Aydınlatılamamış ve arkası gelmemiş olaylar serisi öyle çok eskilerde kalan bir konu da pek değil.
22 Temmuz seçimlerinde CHP’den TBMM üyesi ve sonra da Meclis Başkan Vekili olan Sayın Güldal Mumcu bildiğiniz gibi kalleş bir cinayetle yaşamını yitiren gazeteci Uğur Mumcu’nun eşi; Sayın Güldal Mumcu benim de izlediğim eski bir TV programında bu konuda Sayın Mehmet Ağar ile tartışmaya girdiğinde Sayın Ağar, Güldal Hanım’a mealen ‘bu mesele aslında çözülebilir ama bir tuğlayı yerinden oynatırsak hepimiz bu duvarın altında kalırız’ demişti.
Acaba, bugün Meclis Başkan Vekili konumuna gelen Sayın Güldal Mumcu bu tuğla ve duvar meselesini aydınlatabilecek mi, doğrusu merak ediyorum.
Daha çok yeni bir tarihte, yaklaşık dört ay önce 10. Cumhurbaşkanı Sayın Sezer ‘Cumhuriyet tarihinin en karanlık, en tehlikeli döneminden geçiyoruz’ gibi bir ifade kullandı; Sayın Sezer bugün artık sıradan bir yurttaş ve acaba bu ifadesi ile ne kastettiğini bizlerle paylaşacak mı, bu konuyu da doğrusu çok merak ediyorum.
Yine çok yakın bir tarihte, Genelkurmay Başkanı ve İkinci Başkanı yaptıkları bir basın toplantısında Güneydoğu illerimizde uzaktan kumandalı mayın patlatma ile askerlerimizin şehit oldukları olaylara karşı bir manyetik alan yaratma ve böylece bu menfur saldırıları önleme projesi geliştirdiklerini ifade ettiler; bu konuda nasıl bir ihale süreci işliyor doğrusu bu konuyu da çok merak ediyorum.

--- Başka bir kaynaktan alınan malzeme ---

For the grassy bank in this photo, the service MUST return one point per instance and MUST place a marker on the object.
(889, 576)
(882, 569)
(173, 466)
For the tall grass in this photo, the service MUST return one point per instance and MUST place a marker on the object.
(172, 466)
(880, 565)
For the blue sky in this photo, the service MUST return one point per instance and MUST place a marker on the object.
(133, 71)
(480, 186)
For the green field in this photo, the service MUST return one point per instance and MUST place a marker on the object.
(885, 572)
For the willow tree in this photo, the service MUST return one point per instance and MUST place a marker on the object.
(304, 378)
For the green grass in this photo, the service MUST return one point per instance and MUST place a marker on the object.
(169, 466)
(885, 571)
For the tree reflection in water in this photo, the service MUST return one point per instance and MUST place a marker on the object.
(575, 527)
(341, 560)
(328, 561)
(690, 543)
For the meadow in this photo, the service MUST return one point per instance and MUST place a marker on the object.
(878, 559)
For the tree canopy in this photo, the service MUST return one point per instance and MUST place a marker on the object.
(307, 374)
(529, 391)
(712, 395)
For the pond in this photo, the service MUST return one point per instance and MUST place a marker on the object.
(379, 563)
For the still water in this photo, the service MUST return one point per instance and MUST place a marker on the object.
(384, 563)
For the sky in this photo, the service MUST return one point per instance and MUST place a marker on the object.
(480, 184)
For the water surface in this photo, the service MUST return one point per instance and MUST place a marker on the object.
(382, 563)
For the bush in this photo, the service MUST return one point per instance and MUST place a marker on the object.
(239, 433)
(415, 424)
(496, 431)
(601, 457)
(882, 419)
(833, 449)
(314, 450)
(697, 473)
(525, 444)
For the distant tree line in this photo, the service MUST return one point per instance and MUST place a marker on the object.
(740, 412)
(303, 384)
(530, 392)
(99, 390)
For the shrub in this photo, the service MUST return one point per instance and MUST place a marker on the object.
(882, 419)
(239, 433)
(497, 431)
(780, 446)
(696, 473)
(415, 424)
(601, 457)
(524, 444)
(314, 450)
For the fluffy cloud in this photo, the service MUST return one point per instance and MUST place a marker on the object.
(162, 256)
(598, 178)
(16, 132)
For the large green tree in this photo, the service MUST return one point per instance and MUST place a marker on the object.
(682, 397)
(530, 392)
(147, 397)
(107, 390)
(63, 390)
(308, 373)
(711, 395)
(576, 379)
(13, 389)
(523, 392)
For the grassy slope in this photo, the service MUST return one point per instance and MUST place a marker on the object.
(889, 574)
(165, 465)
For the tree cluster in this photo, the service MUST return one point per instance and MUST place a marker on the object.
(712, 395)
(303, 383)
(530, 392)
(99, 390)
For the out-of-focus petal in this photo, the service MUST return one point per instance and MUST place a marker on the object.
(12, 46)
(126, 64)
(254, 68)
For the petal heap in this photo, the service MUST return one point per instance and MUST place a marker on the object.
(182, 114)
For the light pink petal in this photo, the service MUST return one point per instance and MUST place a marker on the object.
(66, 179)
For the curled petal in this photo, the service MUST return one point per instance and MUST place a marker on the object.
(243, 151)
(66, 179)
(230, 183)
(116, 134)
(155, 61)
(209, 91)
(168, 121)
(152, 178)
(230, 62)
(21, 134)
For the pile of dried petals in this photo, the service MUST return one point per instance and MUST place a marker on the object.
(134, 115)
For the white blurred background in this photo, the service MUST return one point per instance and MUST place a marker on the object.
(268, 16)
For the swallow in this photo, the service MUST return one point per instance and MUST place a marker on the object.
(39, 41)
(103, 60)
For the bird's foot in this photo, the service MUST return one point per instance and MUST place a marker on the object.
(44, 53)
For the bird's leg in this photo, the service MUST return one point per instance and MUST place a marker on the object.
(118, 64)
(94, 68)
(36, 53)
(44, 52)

Yaklaşık bir sene önce devlette çok önemli görevler üstlenmiş bir grup insan, yine çok yüksek görevli kişilerin de katılımıyla ‘erke dönengeç’ adını verdikleri, enerji kullanmadan enerji üreten bir makine icat ettiklerini, detaylarını da çok yakında vereceklerini duyurmuşlardı; bu dehşetengiz projenin akıbetini de yine çok ama çok merak ediyorum.
Benzeri örnekleri günlerce gazete sahifelerine taşıyabilirim ama basınımız, insanlar neden bu konuların arkasını merak etmiyorlar, fikr-i takipte bulunmuyorlar doğrusu bunu da çok merak ediyorum.